Victimes d'une antenne relais... inactive

C’est demain que s’ouvre le « Grenelle des antennes » initié par le ministère de la Santé. Alors que les troubles de la santé liés aux antennes-relais font souvent la une, un exemple est évocateur de l’imbroglio dans lequel se trouvent opérateurs et associations de défense.

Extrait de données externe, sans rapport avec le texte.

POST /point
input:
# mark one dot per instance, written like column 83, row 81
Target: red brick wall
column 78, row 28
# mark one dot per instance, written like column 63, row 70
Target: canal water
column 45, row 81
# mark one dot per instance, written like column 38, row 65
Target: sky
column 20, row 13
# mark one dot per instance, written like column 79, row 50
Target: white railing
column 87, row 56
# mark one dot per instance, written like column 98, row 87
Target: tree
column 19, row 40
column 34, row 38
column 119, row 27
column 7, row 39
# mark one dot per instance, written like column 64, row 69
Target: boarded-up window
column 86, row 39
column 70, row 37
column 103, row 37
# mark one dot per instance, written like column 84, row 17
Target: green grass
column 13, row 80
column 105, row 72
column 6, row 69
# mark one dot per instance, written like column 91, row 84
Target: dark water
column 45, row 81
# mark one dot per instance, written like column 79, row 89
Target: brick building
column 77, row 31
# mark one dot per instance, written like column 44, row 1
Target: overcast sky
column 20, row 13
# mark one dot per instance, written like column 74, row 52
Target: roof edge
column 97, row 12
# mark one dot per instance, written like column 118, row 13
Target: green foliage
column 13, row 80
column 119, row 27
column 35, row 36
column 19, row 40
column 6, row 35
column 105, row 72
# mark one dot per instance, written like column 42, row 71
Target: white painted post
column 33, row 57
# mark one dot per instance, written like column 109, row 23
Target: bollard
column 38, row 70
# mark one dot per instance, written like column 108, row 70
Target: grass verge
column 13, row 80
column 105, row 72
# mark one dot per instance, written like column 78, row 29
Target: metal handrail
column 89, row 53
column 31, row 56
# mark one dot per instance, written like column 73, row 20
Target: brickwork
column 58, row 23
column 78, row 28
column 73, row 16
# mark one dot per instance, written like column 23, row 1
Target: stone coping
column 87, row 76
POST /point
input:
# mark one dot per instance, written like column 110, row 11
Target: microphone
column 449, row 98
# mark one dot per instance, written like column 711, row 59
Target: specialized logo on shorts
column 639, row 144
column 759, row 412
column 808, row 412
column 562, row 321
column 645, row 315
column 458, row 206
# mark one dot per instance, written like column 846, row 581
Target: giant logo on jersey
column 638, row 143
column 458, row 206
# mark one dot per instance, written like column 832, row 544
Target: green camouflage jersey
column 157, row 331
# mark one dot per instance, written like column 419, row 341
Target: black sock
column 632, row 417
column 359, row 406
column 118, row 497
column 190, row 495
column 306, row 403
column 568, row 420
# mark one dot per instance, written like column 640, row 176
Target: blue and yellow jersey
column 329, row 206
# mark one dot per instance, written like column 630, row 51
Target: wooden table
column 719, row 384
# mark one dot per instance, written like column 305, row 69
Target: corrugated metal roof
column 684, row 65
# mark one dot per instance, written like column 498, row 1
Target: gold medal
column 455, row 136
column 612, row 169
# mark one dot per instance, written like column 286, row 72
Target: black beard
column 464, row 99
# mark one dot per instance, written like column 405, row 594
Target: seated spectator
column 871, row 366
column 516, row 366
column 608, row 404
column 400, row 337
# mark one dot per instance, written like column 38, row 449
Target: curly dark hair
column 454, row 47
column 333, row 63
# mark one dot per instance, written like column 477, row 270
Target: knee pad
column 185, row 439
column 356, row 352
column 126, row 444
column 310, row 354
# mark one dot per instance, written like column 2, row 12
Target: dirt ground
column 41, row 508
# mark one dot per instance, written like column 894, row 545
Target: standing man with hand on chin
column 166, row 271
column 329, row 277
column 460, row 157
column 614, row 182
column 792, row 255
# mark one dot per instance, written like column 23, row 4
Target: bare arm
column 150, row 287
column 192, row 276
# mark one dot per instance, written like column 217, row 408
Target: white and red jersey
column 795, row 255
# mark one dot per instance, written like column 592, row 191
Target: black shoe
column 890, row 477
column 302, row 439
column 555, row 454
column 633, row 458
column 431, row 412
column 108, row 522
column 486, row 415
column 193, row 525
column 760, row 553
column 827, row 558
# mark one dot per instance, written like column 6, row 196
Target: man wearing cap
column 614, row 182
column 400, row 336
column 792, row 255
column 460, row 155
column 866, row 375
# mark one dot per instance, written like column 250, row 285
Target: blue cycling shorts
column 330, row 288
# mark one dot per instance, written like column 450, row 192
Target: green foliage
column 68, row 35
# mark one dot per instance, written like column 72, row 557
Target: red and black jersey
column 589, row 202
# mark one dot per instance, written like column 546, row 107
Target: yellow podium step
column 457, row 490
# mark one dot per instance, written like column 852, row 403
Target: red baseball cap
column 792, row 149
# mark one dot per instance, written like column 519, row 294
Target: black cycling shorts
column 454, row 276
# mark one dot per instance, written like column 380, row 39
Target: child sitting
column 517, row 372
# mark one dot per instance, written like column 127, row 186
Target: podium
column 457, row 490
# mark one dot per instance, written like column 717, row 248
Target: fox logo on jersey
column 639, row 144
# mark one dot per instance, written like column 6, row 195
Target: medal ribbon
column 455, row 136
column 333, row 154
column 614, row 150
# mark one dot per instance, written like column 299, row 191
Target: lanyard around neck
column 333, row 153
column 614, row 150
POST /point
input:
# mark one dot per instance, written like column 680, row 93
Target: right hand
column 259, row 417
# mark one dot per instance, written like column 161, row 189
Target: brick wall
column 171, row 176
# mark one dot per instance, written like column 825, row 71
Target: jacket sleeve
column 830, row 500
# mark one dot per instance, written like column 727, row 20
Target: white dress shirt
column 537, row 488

L’antenne n’était pas branchée

Dans la dernière édition du Journal du Dimanche, une famille de Saint-Cloud témoignait des symptômes apparus depuis qu’une antenne-relais avait été installée juste en face de leur immeuble : fatigue intense, gout métallique dans la bouche, saignement de nez. Il n’en fallait pas plus au chef de la famille Dubas pour agir et poser sur ses fenêtres un filtre de protection. Un exemple très anxiogène qui donnait une fois de plus froid dans le dos quant aux effets des ondes émises par ces antennes et donnait encore des doutes de leur innocuité.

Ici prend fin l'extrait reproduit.